In [1]:
# determine if a Titanic's passenger would have survived, given her age, passenger class, and sex

import csv
import os
import numpy as np

with open('../data/titanic.csv', 'rb') as csvfile:
    titanic_reader = csv.reader(csvfile, delimiter=',', quotechar='"')
    
    # First row has headers
    row = titanic_reader.next()
    feature_names = np.array(row)
    
    # Load dataset, target classes
    titanic_X, titanic_y = [], []
    for row in titanic_reader:
        titanic_X.append(row)
        titanic_y.append(row[2])
        
    titanic_X = np.array(titanic_X)
    titanic_y = np.array(titanic_y)

print(feature_names)
print(titanic_X[0], titanic_y[0])

['row.names' 'pclass' 'survived' 'name' 'age' 'embarked' 'home.dest' 'room'
 'ticket' 'boat' 'sex']
(array(['1', '1st', '1', 'Allen, Miss Elisabeth Walton', '29.0000',
       'Southampton', 'St Louis, MO', 'B-5', '24160 L221', '2', 'female'], 
      dtype='|S62'), '1')


In [2]:
# Just taking a look at the data in pandas

import pandas as pd

df = pd.read_csv('../data/titanic.csv')
df.head()

Unnamed: 0,row.names,pclass,survived,name,age,embarked,home.dest,room,ticket,boat,sex
0,1,1st,1,"Allen, Miss Elisabeth Walton",29.0,Southampton,"St Louis, MO",B-5,24160 L221,2,female
1,2,1st,0,"Allison, Miss Helen Loraine",2.0,Southampton,"Montreal, PQ / Chesterville, ON",C26,,,female
2,3,1st,0,"Allison, Mr Hudson Joshua Creighton",30.0,Southampton,"Montreal, PQ / Chesterville, ON",C26,,(135),male
3,4,1st,0,"Allison, Mrs Hudson J.C. (Bessie Waldo Daniels)",25.0,Southampton,"Montreal, PQ / Chesterville, ON",C26,,,female
4,5,1st,1,"Allison, Master Hudson Trevor",0.9167,Southampton,"Montreal, PQ / Chesterville, ON",C22,,11,male


In [3]:
# Preprocessing data
titanic_X = titanic_X[:, [1, 4, 10]]
feature_names = feature_names[[1, 4, 10]]

print(feature_names)

# The age of this record is missing and has 'NA' instead
print(titanic_X[12], titanic_y[12])

['pclass' 'age' 'sex']
(array(['1st', 'NA', 'female'], 
      dtype='|S62'), '1')


In [4]:
# Let's fix the age data then
ages = titanic_X[:, 1]
mean_age = np.mean(titanic_X[ages != 'NA', 1].astype(np.float))
titanic_X[titanic_X[:, 1] == 'NA', 1] = mean_age

# Now let's see this record that we know to have 'NA'
print(titanic_X[12], titanic_y[12])

(array(['1st', '31.1941810427', 'female'], 
      dtype='|S62'), '1')


In [5]:
# Let's fix the data for sex to be numerical
from sklearn.preprocessing import LabelEncoder
enc = LabelEncoder()
label_encoder = enc.fit(titanic_X[:, 2])
print("Categorical classes:", label_encoder.classes_)

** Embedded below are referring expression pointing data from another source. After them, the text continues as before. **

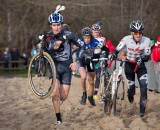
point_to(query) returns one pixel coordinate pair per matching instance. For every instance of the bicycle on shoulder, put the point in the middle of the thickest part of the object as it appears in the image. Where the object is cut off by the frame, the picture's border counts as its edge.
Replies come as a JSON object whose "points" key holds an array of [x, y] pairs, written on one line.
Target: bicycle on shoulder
{"points": [[41, 70], [104, 81], [115, 90]]}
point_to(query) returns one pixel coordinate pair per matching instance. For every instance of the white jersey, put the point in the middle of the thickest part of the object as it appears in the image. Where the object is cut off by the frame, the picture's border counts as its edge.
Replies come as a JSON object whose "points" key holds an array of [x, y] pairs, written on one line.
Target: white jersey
{"points": [[134, 50]]}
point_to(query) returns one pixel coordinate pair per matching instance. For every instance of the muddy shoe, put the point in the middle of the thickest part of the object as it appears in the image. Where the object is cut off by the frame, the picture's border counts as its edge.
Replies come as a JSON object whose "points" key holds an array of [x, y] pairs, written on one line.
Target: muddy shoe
{"points": [[83, 99], [57, 122], [91, 100], [131, 99], [141, 114]]}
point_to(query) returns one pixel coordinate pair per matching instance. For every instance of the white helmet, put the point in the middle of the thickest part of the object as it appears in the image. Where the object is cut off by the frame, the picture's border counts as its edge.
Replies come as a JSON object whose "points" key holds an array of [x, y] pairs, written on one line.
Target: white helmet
{"points": [[136, 26]]}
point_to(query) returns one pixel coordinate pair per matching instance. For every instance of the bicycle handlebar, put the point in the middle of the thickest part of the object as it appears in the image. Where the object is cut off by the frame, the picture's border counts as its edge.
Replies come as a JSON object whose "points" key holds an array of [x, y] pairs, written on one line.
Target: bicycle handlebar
{"points": [[100, 59], [125, 60]]}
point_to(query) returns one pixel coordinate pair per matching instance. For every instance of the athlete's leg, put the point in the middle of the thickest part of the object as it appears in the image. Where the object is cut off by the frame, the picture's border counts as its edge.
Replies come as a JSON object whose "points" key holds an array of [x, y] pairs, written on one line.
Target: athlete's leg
{"points": [[91, 76], [82, 72], [143, 82], [56, 101], [130, 75], [97, 82]]}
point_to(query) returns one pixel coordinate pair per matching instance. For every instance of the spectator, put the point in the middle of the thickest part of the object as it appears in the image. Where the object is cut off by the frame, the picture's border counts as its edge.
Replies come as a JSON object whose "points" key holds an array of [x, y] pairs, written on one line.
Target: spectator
{"points": [[6, 57], [15, 57], [25, 58]]}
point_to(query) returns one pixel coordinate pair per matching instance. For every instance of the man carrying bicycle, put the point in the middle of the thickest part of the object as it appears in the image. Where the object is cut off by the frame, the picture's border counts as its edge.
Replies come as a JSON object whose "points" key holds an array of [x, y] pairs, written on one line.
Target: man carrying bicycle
{"points": [[60, 50], [90, 50], [137, 51], [96, 33]]}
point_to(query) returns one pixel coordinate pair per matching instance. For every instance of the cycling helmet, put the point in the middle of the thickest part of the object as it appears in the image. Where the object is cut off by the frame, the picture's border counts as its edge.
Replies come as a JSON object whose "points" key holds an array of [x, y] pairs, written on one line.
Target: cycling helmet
{"points": [[55, 18], [86, 31], [136, 26], [96, 27]]}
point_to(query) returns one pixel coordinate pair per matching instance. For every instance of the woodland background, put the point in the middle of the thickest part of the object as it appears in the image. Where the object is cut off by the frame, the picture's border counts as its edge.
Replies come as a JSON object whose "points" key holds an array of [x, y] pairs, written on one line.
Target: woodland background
{"points": [[20, 20]]}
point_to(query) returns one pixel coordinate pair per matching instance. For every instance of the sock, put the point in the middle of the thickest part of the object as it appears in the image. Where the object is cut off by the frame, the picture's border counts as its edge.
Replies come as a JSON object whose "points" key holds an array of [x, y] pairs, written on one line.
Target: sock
{"points": [[84, 93], [58, 115], [95, 92]]}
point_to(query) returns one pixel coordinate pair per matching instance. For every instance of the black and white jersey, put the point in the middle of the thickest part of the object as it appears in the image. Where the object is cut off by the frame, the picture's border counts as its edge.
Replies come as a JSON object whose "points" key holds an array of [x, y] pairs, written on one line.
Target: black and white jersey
{"points": [[64, 52], [134, 50]]}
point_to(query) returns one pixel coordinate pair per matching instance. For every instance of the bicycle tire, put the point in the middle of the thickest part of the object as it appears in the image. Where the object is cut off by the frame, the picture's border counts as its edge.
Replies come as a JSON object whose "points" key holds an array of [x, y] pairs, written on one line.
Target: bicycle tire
{"points": [[107, 97], [52, 75], [119, 98]]}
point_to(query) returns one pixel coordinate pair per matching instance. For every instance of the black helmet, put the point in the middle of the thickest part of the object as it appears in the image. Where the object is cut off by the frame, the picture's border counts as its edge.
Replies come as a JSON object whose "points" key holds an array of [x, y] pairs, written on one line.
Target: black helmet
{"points": [[86, 31], [136, 26]]}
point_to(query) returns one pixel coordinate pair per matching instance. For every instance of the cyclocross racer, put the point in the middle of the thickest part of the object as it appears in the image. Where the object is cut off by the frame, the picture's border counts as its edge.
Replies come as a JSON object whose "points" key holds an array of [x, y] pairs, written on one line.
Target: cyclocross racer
{"points": [[137, 49], [60, 50]]}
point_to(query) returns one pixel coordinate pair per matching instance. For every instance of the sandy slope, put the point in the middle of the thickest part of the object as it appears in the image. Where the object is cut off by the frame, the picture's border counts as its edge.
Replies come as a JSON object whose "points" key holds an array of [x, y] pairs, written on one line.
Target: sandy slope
{"points": [[21, 110]]}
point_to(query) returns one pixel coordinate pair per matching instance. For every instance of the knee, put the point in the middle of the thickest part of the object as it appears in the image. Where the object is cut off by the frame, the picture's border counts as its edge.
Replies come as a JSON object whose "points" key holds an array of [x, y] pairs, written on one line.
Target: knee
{"points": [[91, 82], [63, 98], [83, 79], [130, 84], [55, 96]]}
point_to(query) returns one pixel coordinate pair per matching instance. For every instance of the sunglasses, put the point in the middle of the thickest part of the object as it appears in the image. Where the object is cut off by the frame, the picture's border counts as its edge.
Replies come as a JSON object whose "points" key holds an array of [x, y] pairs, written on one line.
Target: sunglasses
{"points": [[138, 33], [58, 24]]}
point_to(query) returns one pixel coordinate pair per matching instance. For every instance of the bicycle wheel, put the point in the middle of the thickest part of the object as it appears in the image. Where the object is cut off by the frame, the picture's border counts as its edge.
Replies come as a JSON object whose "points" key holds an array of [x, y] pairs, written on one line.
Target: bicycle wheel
{"points": [[42, 75], [107, 96], [119, 98]]}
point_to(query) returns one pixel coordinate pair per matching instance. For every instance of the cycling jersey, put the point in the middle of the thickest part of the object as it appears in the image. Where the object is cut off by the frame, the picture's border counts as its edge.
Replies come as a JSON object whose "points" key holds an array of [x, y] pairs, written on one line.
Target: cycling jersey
{"points": [[64, 51], [135, 50], [63, 55], [87, 53]]}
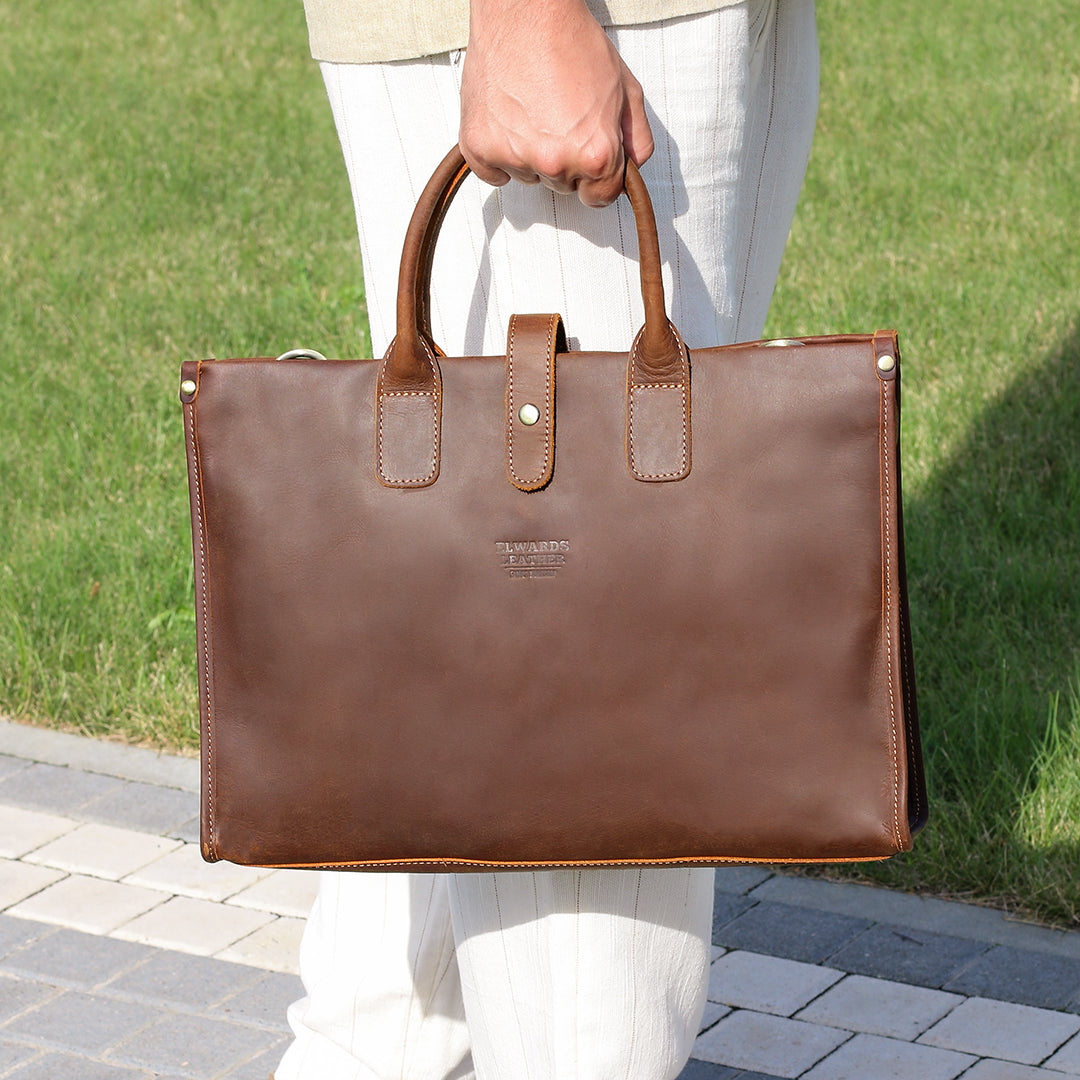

integer_classes = label_encoder.transform(label_encoder.classes_)
print("Integer classes:", integer_classes)

t = label_encoder.transform(titanic_X[:, 2])
titanic_X[:, 2] = t

print(feature_names)
print(titanic_X[12], titanic_y[12])

('Categorical classes:', array(['female', 'male'], 
      dtype='|S62'))
('Integer classes:', array([0, 1]))
['pclass' 'age' 'sex']
(array(['1st', '31.1941810427', '0'], 
      dtype='|S62'), '1')


In [8]:
# We want to change the 'pclass' attributes into something more numerical

from sklearn.preprocessing import OneHotEncoder
enc = LabelEncoder()
label_encoder = enc.fit(titanic_X[:, 0])
print("Categorical classes:", label_encoder.classes_)
integer_classes = label_encoder.transform(label_encoder.classes_).reshape(3, 1)
print("Integer classes:", integer_classes)

enc = OneHotEncoder()
one_hot_encoder = enc.fit(integer_classes)
num_of_rows = titanic_X.shape[0]
t = label_encoder.transform(titanic_X[:, 0]).reshape(num_of_rows, 1)
new_features = one_hot_encoder.transform(t)
titanic_X = np.concatenate([titanic_X, new_features.toarray()], axis=1)
titanic_X = np.delete(titanic_X, [0], 1)
feature_names = ['age', 'sex', 'first_class', 'second_class', 'third_class']
titanic_X = titanic_X.astype(float)
titanic_y = titanic_y.astype(float)

print(feature_names)
print(titanic_X[0], titanic_y[0])

('Categorical classes:', array(['1st', '2nd', '3rd'], 
      dtype='|S62'))
('Integer classes:', array([[0],
       [1],
       [2]]))
['age', 'sex', 'first_class', 'second_class', 'third_class']
(array([ 29.,   0.,   1.,   0.,   0.]), 1.0)